Ao introduzirem uma nova leitura espacial e matérica no edifício, a partir dos novos usos, os arquitectos abstêm-se de rupturas. Pelo contrário, este trabalho pode ser visto como uma intervenção concentrada no essencial, apesar da sua força plástica. Veja-se a apropriação quase irónica dos elementos verticais de escadas, rótulas entre corpos do projecto original, onde se faz apenas a transposição de um desenho de Pedro Proença, artista convidado para a equipa, para um corrimão. Ou ainda a modelação espacial do restaurante através de caixas de luz - biombos -com desenhos do mesmo artista, permitindo várias experiências de espaço devido à mobilidade de algumas peças. E o tratamento da luz artificial, quase sempre derivada das novas intervenções, como que para as soltar da estrutura original. É de facto a estrutura original, pela sua qualidade, que se assume como ponto de partida e, principalmente o ponto de chegada. Qualquer coisa como um receptor de acontecimentos, capaz de continuar a acolher pessoas. Com a sua atmosfera iniciática, perfeitamente instalado na paisagem, o Palácio da Pena foi algo diacrónico, característica hoje tantas vezes temida, que encontrou a sua sincronia. E até se tornou monumento.

Até há pouco tempo foi possível visitar o Palácio com as obras de Rui Chafes. Estas apropriavam-se dos jardins e do edifício como um todo, mostrando-nos que nem só a arquitectura reclama novas leituras acerca do espaço, construído ou não construído, e dos seus conteúdos. O que possibilita algum optimismo no que diz respeito ao tratamento da memória do nosso património. Uma memória que possa integrar o devir. Novalis, poeta romântico, não o poderia ter descrito melhor: "Toda a realidade tem um antes e um depois - ambos são possibilidades. Depois é possibilidade. Antes era possibilidade. Na realidade, porém, tudo existe simultaneamente."

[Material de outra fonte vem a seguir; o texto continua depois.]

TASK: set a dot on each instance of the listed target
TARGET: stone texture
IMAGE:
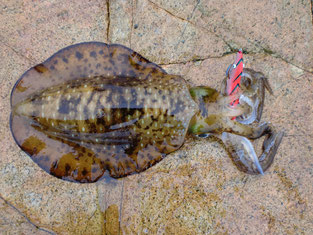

Texto escrito por Ricardo Carvalho para o jornal Público, suplemento Mil-Folhas, 10 de Fevereiro 2001.

Nuno Vaz da Silva disse...

Eu não conheço o projecto nem o processo de aprovação mas, por vezes, é melhor não fazer do que fazer mal!

Clarimundo Lança disse...

Eu concordo plenamente com a remodelação....
Aqueles canhões logo á entrada estão obsoletos, ali ficava de morte umas anti-aereas, na cisterna também tão desactualizada, ficava de sonho um SPA com massagens e aplicações de produtos naturais marca "MARVÂO", nas guaritas então era de gritos umas portagens electrónicas agora tão em voga, e assim sucessivamente até se modernizar este MARVÂO tão antiquado, que até parece da Idade Média. Antiquados, Velhos do Restelo, daaaaa.
Clarimundo Lança

Clarimundo Lança disse...

Vamos ver é se os "Residentes Fora" gostam?

Pedro disse...

Parabéns senhores do igespar e presidente da câmara (dirijo-me a v.s ex.as em letra minúscula porque minúscula parece ser a vossa noção de cultura Histórica).
Infelizmente continuam a desvirtuar o nosso Património com toda a impunidade.
Costumo visitar Marvão mas não volto a colocar aí os pés. Os senhores continuam não só a ofender as populações locais como todo o povo Português que tem orgulho no seu património.
Por isso não merecem o nosso respeito.
Um dia destes deitam abaixo os castelos para construirem centros comerciais e vivendas de luxo.
E senhor presidente, há autarcas que nem para varredores de rua servem.